Pour conclure, mentionnons enfin que la destinée des bovins – de tous les bovins – est d’être abattue. Sa mise à mort pose des problèmes nouveaux si l’on saisit que cet attachement au bovin est en partie dû à son rôle de chaînon entre les personnes. Il m’est impossible de présenter dans le cadre de cet article les conséquences sur l’interprétation du sacrifice que l’on peut faire si cette analyse de la construction de l’attachement est correcte. On peut toutefois, et à titre indicatif, donner quelques pistes qu’il conviendra d’explorer par la suite.

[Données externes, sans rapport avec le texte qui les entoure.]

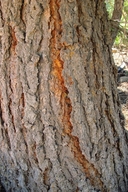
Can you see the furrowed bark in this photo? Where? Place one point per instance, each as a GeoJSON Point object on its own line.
{"type": "Point", "coordinates": [60, 126]}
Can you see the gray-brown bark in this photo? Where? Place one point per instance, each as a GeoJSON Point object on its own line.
{"type": "Point", "coordinates": [60, 124]}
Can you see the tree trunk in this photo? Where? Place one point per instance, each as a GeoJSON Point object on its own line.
{"type": "Point", "coordinates": [60, 119]}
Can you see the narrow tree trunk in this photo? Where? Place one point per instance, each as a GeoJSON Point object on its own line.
{"type": "Point", "coordinates": [60, 127]}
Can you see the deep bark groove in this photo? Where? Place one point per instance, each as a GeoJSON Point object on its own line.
{"type": "Point", "coordinates": [61, 92]}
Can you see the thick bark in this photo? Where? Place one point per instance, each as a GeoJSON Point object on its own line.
{"type": "Point", "coordinates": [60, 127]}
{"type": "Point", "coordinates": [116, 18]}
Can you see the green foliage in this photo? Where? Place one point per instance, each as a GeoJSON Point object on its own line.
{"type": "Point", "coordinates": [122, 37]}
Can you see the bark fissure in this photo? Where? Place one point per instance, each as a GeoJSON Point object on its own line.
{"type": "Point", "coordinates": [61, 92]}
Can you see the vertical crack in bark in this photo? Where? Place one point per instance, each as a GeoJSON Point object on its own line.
{"type": "Point", "coordinates": [61, 92]}
{"type": "Point", "coordinates": [14, 40]}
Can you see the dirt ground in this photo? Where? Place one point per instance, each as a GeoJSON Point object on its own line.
{"type": "Point", "coordinates": [119, 57]}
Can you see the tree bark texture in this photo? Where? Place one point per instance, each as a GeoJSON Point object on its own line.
{"type": "Point", "coordinates": [60, 127]}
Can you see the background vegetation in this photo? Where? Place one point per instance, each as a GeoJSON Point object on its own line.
{"type": "Point", "coordinates": [122, 37]}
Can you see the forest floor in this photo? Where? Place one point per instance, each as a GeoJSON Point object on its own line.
{"type": "Point", "coordinates": [120, 56]}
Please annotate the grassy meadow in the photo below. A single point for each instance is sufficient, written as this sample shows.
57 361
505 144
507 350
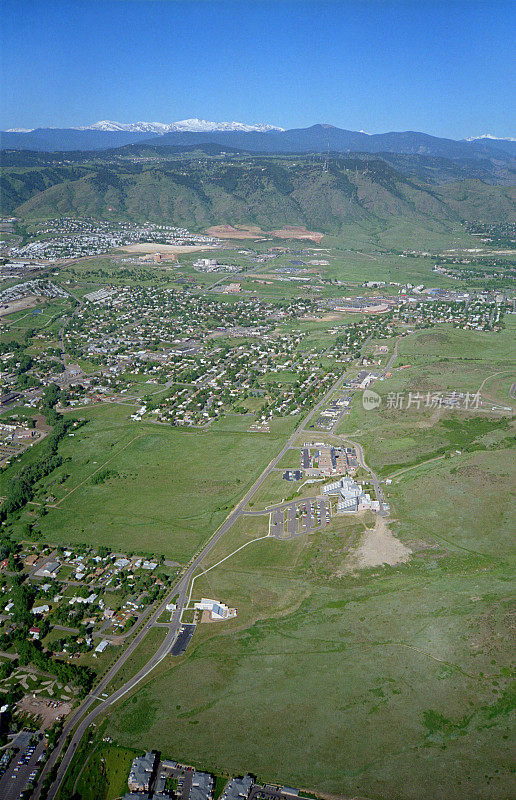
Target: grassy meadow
393 681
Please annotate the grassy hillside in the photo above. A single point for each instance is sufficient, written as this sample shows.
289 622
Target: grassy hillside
264 191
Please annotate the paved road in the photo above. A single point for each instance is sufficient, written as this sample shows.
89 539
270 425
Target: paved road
94 705
91 708
16 778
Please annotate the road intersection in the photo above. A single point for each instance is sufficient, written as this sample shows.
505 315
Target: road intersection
94 705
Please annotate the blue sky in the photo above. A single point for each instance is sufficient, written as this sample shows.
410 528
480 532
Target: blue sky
446 68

Comme je l’ai proposé précédemment, le travail quotidien d’interactions et sa tonalité instable, en continuelle construction, trouvent une opposition dans le bovin possédé. L’affection démonstrative déployée à son égard le distingue des autres types de relations engagées. Lorsque ce bovin est tué, on supprime donc l’ancrage de cette modalité relationnelle. Celle-ci n’a plus de lieu vers lequel se porter. Taureau Rouge est triste et détourne le regard quand il voit la peau de son boeuf rouge d’autrefois qui sert désormais de couche. Le propriétaire du boeuf que l’on tue pleure et reste en retrait pendant sa mise à mort et la consommation de sa viande. Ceci, non pas en raison d’une interdiction infranchissable, mais parce que la souffrance et la tristesse sont rendues plus supportables si les autres s’en occupent. Rien ne servirait d’ailleurs d’user d’une interdiction pour empêcher ce qu’on ne ferait pas de toute façon[19]. Si l’on voit le bovin comme le double de son propriétaire, on peut être tenté de penser que ce à quoi on touche lorsqu’on le tue est la somme cumulée des pratiques de son propriétaire qui l’a fait advenir : les relations qui se sont servies de lui pour prendre forme, les noms qu’il a modelés, les gestes de danses qu’il a inspirés, etc. Mais les choses qu’il a aidé à produire perdurent au-delà de sa disparition : les personnes et les noms sont toujours là, les poèmes aussi, tout comme les gestes dont il fut à la source. Ce qu’on enlève du monde quand on tue ce bovin, ce ne sont pas ses antécédents, mais bien, et seulement, lui-même en tant que forme émergente d’un processus relationnel. Renoncer à ce produit final de la vie mursi, cette forme commensurable des socialités instables, permet de relancer la dynamique relationnelle. Les compteurs ne sont pas remis à zéro, on reste un bon pasteur avec sa connaissance de l’élevage et on conserve ce que l’animal précédent a permis de produire. Mais la victoire évidente qui s’incarnait dans un bovin à côté duquel on parade doit se gagner à nouveau, et la vie pastorale reprendre de plus belle.